Presumably, from the location, the Gregory who sent Augustine to Canterbury to bring the Frankish queen of Kent to heel, back into the Roman fold, the Franks of that time already having pretensions to ecclesiastical independence, pretensions which they have held onto ever since, despite the Gregorian initiative.
We saw various soldiers coming out of the church for a smoke, seemingly dressed in desert fatigues, but pressed on regardless, to be greeted inside the door by a very pleasant young man from the university who explained that there would shortly be a concert given by the band of the Royal Engineers. With the result that we got lost for half an hour or so, and came back to find the place fairly full, but still with a couple of seats there for us. Mainly, we thought, musical people from the university, some wives and girl friends, a few regular locals and some odd strays like ourselves.
The concert lasted about an hour and went from chamber through small band to big band, and I was most taken with the chamber - having forgotten that I like band music of this sort - our having turned up an opportunity to hear a military band at Bognor Regis last year, specifically a concert given by the Royal Marines Association Concert Band on the 6th September last.
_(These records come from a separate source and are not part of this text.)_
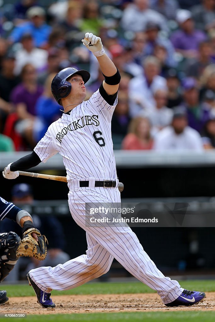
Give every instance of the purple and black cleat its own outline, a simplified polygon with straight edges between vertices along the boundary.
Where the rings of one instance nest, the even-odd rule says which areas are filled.
[[[9,302],[9,299],[7,296],[6,291],[0,291],[0,305],[7,304]]]
[[[190,306],[194,304],[198,304],[206,297],[205,293],[203,292],[188,291],[184,289],[177,298],[173,302],[165,305],[166,306],[179,306],[180,305]]]
[[[31,285],[35,292],[37,298],[37,303],[45,308],[55,308],[55,304],[52,302],[52,299],[50,297],[51,293],[46,293],[40,289],[31,278],[29,273],[27,274],[27,276],[29,282],[29,285]]]

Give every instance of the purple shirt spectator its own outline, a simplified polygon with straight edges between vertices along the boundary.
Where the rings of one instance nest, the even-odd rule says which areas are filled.
[[[210,117],[210,110],[199,101],[199,91],[196,80],[191,77],[182,82],[184,103],[188,125],[200,133]]]
[[[194,30],[191,34],[183,30],[178,30],[172,34],[171,40],[176,49],[197,50],[200,43],[206,40],[206,38],[205,34],[200,30]]]
[[[38,85],[36,91],[34,93],[30,93],[23,84],[20,84],[13,91],[11,100],[15,105],[19,103],[24,103],[26,105],[28,112],[33,115],[36,115],[36,103],[43,91],[43,87]]]

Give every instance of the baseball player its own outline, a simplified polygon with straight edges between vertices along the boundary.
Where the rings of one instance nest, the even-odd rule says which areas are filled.
[[[86,231],[88,249],[86,254],[64,264],[31,270],[27,274],[29,284],[41,305],[54,308],[52,289],[69,289],[98,277],[108,271],[114,257],[134,276],[156,290],[167,306],[197,304],[205,293],[184,289],[177,281],[165,277],[129,227],[86,226],[85,203],[120,202],[111,126],[120,75],[105,53],[100,38],[87,33],[82,41],[96,57],[104,80],[84,101],[89,73],[73,68],[58,73],[51,89],[62,107],[62,118],[50,125],[31,154],[8,165],[3,175],[15,179],[18,170],[45,162],[59,153],[66,170],[70,210],[75,221]]]
[[[5,218],[16,222],[22,228],[23,233],[29,229],[35,228],[30,213],[0,196],[0,220]],[[35,233],[33,233],[32,237],[38,242]],[[18,259],[16,252],[21,241],[19,237],[14,232],[0,233],[0,283],[13,270],[17,262]],[[0,291],[0,305],[6,304],[9,301],[6,291]]]

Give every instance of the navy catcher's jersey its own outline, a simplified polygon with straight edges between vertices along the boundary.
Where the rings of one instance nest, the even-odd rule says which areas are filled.
[[[0,197],[0,220],[8,218],[16,221],[16,215],[21,210],[11,202],[8,202]]]

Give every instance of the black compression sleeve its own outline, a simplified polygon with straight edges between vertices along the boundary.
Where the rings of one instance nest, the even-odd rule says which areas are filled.
[[[117,92],[113,95],[108,95],[103,87],[102,83],[99,88],[99,92],[106,102],[109,105],[113,105],[117,95]]]
[[[33,166],[35,166],[42,162],[39,157],[34,151],[31,154],[23,156],[17,161],[13,162],[10,167],[11,171],[26,170]]]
I think the main reason for turning up was that most of the audience looked to be both old and military - older than us, that is. And a lot of the ladies had very old fashioned hair do's. And this despite the fact that years ago we used to go to hear bands in the royal parks from time to time - while I don't even know now whether the army bands still perform in such places.
But the band master, a staff sergeant in a dress uniform which was completed with natty little spurs, did tell us that his band kept its roots in the ground, as it were, and could still do proper marching music, as well as the receptions, parties and weddings which were a large part of the diet.
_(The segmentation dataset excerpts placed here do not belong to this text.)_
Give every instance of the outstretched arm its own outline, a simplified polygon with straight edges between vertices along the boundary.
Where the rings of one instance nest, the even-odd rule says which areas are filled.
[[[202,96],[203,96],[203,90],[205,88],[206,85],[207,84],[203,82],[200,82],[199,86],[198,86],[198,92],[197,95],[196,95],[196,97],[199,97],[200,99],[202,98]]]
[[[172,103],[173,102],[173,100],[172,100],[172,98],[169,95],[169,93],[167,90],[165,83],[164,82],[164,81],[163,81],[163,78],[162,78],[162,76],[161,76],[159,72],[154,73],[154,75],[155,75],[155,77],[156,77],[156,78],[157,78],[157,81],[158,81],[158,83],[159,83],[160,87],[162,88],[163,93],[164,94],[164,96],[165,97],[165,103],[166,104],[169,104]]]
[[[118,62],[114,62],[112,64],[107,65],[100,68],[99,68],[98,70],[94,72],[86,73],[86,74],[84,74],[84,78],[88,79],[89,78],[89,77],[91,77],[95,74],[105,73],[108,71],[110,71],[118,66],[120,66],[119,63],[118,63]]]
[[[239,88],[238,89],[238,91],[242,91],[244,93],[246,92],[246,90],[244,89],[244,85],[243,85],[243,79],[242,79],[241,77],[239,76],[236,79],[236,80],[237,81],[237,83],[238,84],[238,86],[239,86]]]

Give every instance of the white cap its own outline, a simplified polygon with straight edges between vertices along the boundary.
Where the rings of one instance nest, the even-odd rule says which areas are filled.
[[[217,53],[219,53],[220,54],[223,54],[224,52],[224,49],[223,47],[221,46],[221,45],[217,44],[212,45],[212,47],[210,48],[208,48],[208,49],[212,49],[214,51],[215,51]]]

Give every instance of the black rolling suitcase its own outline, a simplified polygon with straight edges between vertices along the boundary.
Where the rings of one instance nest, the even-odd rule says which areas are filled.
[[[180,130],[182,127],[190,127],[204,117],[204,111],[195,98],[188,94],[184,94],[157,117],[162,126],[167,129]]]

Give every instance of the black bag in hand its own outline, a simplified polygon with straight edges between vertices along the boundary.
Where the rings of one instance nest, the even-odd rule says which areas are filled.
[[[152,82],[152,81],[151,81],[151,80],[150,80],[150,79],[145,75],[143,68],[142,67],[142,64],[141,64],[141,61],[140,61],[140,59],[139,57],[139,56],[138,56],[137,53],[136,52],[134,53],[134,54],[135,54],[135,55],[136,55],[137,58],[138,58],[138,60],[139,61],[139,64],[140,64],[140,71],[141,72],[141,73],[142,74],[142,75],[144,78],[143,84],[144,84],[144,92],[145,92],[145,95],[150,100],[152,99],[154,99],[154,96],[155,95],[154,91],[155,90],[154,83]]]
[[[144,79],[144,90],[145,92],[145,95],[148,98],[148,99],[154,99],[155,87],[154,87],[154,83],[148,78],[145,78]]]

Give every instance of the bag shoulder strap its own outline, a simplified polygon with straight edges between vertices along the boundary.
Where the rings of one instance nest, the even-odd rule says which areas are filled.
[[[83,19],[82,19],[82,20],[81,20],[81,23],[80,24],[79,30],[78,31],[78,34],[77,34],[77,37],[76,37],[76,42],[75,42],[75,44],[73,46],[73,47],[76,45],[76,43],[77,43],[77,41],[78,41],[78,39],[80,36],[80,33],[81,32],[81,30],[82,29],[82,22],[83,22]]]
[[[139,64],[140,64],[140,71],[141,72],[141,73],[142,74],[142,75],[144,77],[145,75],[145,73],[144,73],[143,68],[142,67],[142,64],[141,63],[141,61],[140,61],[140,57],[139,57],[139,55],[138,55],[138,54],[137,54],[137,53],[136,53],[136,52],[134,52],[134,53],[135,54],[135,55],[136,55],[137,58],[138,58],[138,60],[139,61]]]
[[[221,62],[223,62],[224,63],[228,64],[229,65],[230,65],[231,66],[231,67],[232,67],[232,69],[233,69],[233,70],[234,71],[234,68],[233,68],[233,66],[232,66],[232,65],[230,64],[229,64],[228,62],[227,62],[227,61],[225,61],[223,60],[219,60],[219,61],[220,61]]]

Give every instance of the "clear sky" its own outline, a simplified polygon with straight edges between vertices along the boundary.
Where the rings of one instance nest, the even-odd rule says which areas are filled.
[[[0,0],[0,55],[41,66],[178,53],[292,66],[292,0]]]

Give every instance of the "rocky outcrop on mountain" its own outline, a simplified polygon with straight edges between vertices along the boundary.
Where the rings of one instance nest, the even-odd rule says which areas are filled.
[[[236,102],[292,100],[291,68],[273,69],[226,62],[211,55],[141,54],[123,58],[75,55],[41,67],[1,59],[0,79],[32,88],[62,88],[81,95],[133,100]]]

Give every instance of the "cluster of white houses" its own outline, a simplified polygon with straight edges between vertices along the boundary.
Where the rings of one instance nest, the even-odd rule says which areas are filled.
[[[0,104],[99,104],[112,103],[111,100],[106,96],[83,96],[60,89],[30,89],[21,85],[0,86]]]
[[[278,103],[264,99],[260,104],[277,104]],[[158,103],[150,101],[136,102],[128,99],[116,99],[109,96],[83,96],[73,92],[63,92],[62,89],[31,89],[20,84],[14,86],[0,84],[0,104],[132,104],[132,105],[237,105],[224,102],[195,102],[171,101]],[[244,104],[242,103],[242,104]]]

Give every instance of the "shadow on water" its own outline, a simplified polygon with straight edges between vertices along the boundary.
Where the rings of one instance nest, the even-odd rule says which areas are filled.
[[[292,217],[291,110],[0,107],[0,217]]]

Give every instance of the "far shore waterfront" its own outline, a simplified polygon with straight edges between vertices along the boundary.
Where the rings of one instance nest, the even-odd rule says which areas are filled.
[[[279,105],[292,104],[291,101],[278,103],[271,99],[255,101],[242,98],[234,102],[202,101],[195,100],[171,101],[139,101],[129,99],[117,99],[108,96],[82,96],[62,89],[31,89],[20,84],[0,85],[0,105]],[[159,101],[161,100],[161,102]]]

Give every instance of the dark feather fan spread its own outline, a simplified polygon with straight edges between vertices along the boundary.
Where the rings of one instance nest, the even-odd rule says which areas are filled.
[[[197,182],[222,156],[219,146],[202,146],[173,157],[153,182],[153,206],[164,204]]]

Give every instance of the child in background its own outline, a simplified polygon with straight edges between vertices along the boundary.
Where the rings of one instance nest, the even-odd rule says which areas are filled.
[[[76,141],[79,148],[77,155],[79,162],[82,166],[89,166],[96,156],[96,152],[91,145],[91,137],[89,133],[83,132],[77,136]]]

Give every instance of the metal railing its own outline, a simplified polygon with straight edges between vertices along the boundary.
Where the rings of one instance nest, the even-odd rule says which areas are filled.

The concert was followed by a rather more serious teach in for students from the Christchurch music department who were interested in bands, in the army or in both. We passed on this and proceeded to the Pilgrim Hotel for lunch, via Wetherspoons, as mentioned in a previous post.
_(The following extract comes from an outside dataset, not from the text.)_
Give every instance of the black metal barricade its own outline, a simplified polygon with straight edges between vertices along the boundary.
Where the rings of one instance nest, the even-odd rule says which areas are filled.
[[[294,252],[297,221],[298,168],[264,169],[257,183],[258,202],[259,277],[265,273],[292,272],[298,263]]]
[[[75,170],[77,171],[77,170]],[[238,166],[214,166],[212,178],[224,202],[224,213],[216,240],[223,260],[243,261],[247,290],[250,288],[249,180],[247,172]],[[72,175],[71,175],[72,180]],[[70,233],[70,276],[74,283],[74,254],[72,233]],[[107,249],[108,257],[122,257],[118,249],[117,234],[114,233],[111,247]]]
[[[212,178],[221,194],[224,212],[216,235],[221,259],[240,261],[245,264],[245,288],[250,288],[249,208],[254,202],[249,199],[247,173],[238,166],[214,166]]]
PS: the programme included a lot of talk of sappers. Checking with the helpful army web site, I now know that the Royal Engineers is not the same as the Royal Electrical and Mechanical Engineers and that the two engineering bands are actually run from within the Corps of Army Music, with the RE band being sixth in the pecking order and the REME band being last. Maybe I am missing something. The sappers of the Royal Engineers were presumably the people who dug the siege works, the saps, for sieges from the 18th century on, but who went on to build an outpost up the road at Ewell. To quote: 'the 135 Geographic Squadron ... provides a range of capabilities ... ranging from raw data collection (including geodetic surveys) and information management; through information exploitation, terrain analysis and visualisation; to geospatial information dissemination (electronically across networks, by bulk reproduction and supply of hard copy mapping, or on a digital media)'. Which doesn't sound much like digging saps to me.